The Conditions for Graduating to Full Regulatory Standing
Exiting the sandbox is governed by Section 7 of the guidelines. Where the test meets its agreed objectives within the twelve-month period, the participant exits, and NAICOM communicates within thirty days whether the solution may be deployed publicly. Where the innovation involves other regulators, the Commission is required to seek approval from the relevant agencies before granting deployment authorisation. A P&I mutual would almost certainly engage NIMASA and potentially the NCDMB.
That inter-agency dimension deserves attention because a domestic P&I club does not operate only in NAICOM’s regulatory space. Marine insurance intersects with NIMASA’s jurisdiction over vessels and maritime safety, the NCDMB’s local content oversight in the oil and gas sector, and the Nigerian Oil and Gas Industry Content Development (NOGICD) Act’s requirements for domestic placement of insurable risks. A sandbox application that anticipates and addresses these intersections from the outset will move more efficiently through the exit process than one that encounters them only at the end of the testing period.
The stronger the governance framework, the more rigorous the claims protocols, and the more credible the reinsurance arrangements that a mutual can demonstrate during the sandbox period, the smoother the graduation from the sandbox will be. Sandbox status is not a permanent home but a bridge. The condition of crossing it is proving that the structure on the other side is sound.
Why This Matters Now
Nigeria’s regulatory infrastructure for innovation is more developed than it is often given credit for. The CBN sandbox has operated since 2020, and the SEC’s ARIP has provided a tested model for provisional licensing in an emerging asset class. NAICOM’s own sandbox has been operational since 2023. The institutional knowledge of how to design, supervise, and exit a sandbox process exists within Nigerian regulation. It does not need to be invented for the P&I mutual case.
NAICOM has also shown a clear appetite for building bespoke frameworks rather than forcing every applicant through the conventional regime. In August 2025, it issued dedicated guidelines for Insurtech Operations, and by May 2026, it had licensed the first Insurtech operator under that framework. It has entered partnerships with the National Space Research and Development Agency (NASRDA) on catastrophe insurance and with the United Nations Development Programme (UNDP) on climate risk.
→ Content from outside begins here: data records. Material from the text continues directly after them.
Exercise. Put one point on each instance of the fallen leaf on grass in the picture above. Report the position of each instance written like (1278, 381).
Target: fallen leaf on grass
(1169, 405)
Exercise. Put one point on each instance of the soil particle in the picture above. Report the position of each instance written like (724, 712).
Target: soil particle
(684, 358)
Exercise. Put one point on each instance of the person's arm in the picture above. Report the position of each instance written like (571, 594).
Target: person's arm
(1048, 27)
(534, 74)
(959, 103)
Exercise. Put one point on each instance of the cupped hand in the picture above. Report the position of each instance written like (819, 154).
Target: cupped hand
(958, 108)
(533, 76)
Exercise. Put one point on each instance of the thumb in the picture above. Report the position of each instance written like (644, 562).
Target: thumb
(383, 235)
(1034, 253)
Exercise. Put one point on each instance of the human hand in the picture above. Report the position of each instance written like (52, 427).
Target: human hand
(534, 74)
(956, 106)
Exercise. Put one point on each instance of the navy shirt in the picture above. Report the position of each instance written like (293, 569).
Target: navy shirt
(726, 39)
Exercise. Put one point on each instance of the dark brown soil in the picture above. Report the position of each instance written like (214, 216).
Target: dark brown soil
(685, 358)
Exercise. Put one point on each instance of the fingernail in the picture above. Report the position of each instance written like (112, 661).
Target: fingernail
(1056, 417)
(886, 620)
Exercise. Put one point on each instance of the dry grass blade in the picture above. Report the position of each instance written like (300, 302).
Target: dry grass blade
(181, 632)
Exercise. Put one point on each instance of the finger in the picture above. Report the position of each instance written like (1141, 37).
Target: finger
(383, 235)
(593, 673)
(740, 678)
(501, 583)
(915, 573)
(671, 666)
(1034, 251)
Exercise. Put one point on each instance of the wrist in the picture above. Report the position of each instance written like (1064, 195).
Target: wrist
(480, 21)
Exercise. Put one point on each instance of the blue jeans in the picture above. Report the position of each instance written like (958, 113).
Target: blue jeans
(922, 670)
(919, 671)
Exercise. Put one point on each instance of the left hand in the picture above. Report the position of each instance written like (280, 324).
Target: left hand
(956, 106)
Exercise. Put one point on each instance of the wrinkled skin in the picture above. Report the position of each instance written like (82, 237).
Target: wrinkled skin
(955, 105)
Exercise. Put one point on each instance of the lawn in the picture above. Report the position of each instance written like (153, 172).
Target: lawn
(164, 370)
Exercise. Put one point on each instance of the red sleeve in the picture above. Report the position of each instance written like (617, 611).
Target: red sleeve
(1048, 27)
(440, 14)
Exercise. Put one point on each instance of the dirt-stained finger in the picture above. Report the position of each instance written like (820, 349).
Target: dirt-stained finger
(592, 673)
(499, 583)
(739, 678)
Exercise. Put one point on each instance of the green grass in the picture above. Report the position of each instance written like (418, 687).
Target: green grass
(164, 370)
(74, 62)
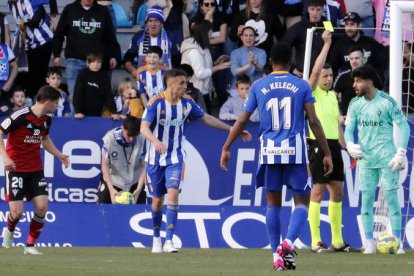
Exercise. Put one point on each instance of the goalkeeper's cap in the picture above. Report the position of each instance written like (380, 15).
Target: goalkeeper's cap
(368, 72)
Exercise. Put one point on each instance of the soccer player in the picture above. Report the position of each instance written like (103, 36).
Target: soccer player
(327, 110)
(373, 113)
(163, 127)
(27, 129)
(282, 100)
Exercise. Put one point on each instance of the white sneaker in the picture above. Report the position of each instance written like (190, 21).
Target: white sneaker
(169, 247)
(156, 245)
(401, 248)
(31, 250)
(8, 237)
(370, 247)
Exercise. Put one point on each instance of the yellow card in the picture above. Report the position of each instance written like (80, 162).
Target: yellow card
(328, 26)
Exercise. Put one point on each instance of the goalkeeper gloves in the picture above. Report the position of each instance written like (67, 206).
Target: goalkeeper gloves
(399, 161)
(354, 150)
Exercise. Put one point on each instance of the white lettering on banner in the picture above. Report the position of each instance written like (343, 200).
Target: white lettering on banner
(242, 179)
(72, 194)
(196, 186)
(278, 151)
(93, 159)
(27, 216)
(200, 226)
(230, 221)
(45, 244)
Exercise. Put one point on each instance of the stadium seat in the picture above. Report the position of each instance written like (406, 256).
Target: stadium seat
(122, 20)
(142, 12)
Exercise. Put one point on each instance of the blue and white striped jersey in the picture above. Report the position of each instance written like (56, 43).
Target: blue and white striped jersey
(280, 98)
(167, 124)
(23, 10)
(151, 84)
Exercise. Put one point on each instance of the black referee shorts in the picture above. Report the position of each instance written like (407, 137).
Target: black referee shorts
(316, 162)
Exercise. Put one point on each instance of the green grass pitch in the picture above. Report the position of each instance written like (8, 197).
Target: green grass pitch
(132, 261)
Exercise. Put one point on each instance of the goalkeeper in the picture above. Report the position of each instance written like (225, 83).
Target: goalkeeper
(373, 113)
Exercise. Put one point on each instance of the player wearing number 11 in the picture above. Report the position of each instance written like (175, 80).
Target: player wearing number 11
(282, 100)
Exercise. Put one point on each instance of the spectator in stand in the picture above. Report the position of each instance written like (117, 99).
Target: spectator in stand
(125, 173)
(36, 25)
(207, 10)
(258, 11)
(247, 60)
(296, 35)
(382, 23)
(88, 28)
(108, 5)
(150, 80)
(232, 108)
(374, 52)
(93, 90)
(195, 52)
(289, 11)
(54, 79)
(344, 84)
(17, 100)
(332, 11)
(153, 35)
(127, 102)
(8, 71)
(177, 27)
(191, 90)
(366, 12)
(4, 30)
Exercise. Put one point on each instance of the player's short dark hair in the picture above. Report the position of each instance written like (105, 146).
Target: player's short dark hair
(368, 72)
(243, 79)
(47, 93)
(316, 3)
(53, 71)
(132, 125)
(155, 50)
(355, 49)
(281, 54)
(172, 73)
(16, 89)
(187, 69)
(94, 56)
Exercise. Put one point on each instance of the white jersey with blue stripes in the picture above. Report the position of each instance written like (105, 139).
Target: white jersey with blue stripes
(23, 10)
(151, 83)
(280, 98)
(167, 124)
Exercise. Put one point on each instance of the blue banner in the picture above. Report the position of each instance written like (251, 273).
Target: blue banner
(197, 227)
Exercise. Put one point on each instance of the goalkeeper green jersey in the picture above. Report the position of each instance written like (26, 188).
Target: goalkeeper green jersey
(374, 122)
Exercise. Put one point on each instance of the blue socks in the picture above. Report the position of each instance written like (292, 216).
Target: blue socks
(298, 218)
(156, 222)
(172, 213)
(273, 225)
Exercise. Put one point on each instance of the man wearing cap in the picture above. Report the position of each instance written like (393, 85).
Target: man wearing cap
(88, 28)
(248, 59)
(153, 35)
(374, 53)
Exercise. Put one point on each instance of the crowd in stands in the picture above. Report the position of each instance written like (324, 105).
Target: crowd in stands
(223, 45)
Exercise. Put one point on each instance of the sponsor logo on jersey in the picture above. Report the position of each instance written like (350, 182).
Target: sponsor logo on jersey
(6, 123)
(278, 151)
(32, 139)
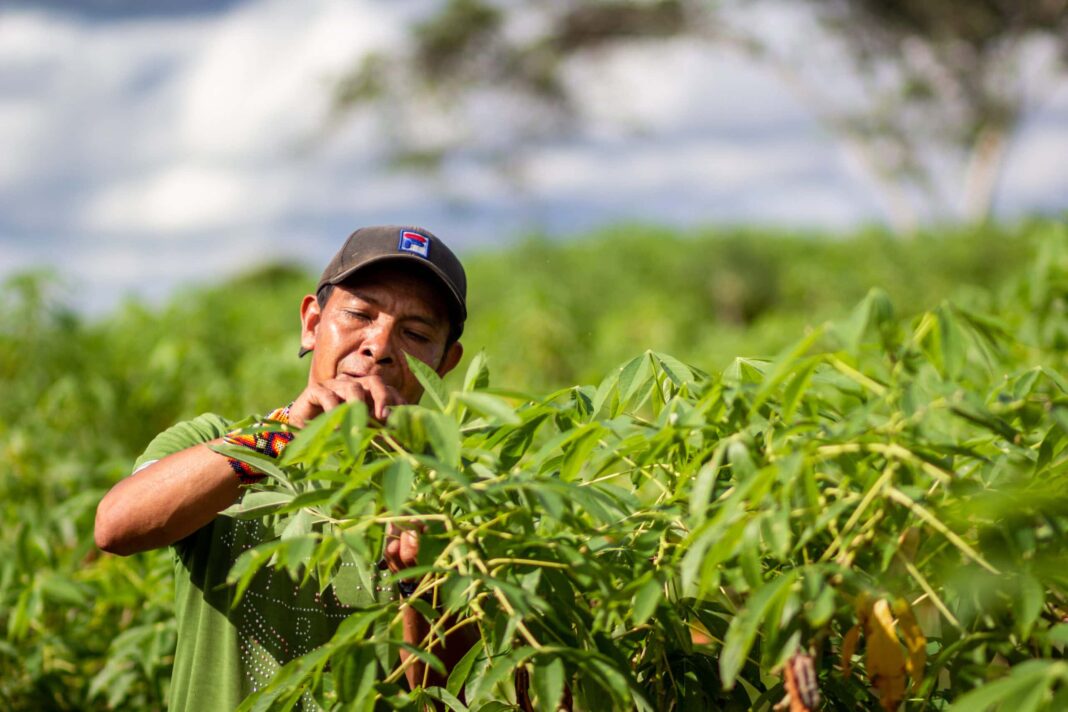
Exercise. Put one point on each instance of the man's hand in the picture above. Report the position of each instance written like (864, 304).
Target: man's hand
(320, 397)
(402, 546)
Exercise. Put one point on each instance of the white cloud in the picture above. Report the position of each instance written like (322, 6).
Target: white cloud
(201, 141)
(179, 199)
(263, 80)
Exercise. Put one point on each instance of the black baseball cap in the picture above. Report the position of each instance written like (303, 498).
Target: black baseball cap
(415, 246)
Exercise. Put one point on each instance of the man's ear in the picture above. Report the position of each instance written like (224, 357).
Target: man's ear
(310, 315)
(453, 356)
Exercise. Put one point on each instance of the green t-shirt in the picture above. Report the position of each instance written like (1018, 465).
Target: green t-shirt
(225, 652)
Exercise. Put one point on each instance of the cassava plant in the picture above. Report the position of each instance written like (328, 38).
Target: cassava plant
(875, 518)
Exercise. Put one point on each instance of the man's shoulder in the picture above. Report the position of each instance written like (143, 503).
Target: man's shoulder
(181, 436)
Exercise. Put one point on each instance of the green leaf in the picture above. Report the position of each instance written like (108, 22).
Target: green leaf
(477, 374)
(548, 682)
(462, 668)
(645, 601)
(1022, 679)
(396, 484)
(489, 406)
(257, 504)
(355, 676)
(741, 633)
(1029, 603)
(433, 385)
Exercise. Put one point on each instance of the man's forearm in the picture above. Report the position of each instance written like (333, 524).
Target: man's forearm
(166, 502)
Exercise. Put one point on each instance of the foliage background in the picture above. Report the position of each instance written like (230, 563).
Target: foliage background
(82, 397)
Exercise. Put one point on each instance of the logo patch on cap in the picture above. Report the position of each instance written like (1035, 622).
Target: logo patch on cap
(415, 243)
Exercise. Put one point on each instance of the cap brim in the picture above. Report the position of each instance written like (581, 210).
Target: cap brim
(434, 269)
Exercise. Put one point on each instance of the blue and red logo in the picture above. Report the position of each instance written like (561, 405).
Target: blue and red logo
(415, 243)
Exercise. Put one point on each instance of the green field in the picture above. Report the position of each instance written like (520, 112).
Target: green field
(877, 457)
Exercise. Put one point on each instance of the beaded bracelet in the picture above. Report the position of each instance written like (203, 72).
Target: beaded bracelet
(270, 444)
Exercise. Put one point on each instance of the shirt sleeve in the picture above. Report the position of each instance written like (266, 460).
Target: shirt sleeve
(187, 433)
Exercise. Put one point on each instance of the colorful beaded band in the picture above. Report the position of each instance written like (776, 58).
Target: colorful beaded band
(270, 444)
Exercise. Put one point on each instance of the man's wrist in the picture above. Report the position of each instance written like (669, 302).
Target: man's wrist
(269, 443)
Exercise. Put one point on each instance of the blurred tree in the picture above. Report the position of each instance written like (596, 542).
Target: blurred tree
(941, 82)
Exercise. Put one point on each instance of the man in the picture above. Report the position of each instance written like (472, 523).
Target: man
(389, 290)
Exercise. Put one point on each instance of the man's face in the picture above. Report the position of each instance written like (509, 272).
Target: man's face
(368, 323)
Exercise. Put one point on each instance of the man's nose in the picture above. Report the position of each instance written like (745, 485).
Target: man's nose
(378, 345)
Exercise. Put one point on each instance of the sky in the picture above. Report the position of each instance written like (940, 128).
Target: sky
(151, 145)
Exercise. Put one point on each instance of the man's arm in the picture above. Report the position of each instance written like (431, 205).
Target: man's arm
(166, 502)
(174, 496)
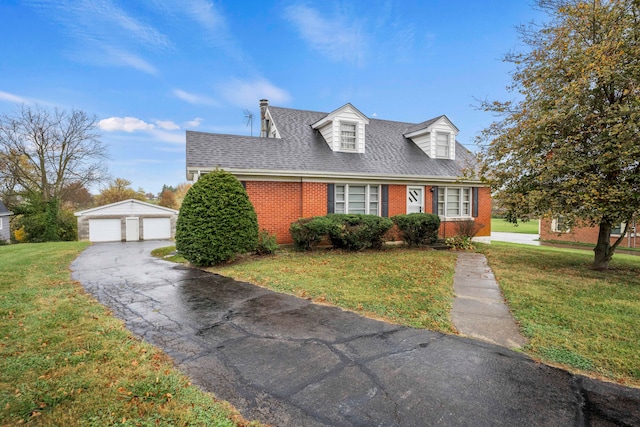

The direction of travel is unmistakable: the Commission is willing to design tailored routes to bring new kinds of insurance structures into regulated practice.
That same willingness to tailor is precisely what a domestic P&I mutual requires, because it will not arrive through a borrowed or light-touch pathway. NAICOM’s Insurtech framework is instructive here as it expressly excludes marine and oil and gas insurance from standalone Insurtech licensing, treating them as special risks that demand fuller regulatory treatment. A Protection and Insurance mutual, therefore, cannot piggyback on the lighter frameworks built for digital distribution or inclusion-driven products. It needs the specialised institution route. Section 200 of NIIRA provides with the sandbox as the environment in which that route is tested before a full licence is granted.
What this amounts to is a regulatory environment that is equipped to accommodate a domestic P&I mutual rather than obstruct it. The legal authority is in place, the testing mechanism is established, and the Commission has shown that it will build tailored routes for structures that merit them. The remaining questions are no longer about whether the framework allows it, but about who will bring the capital and conviction to build it. The regulatory groundwork for Nigeria’s next insurance institution is laid. What it now needs is investment.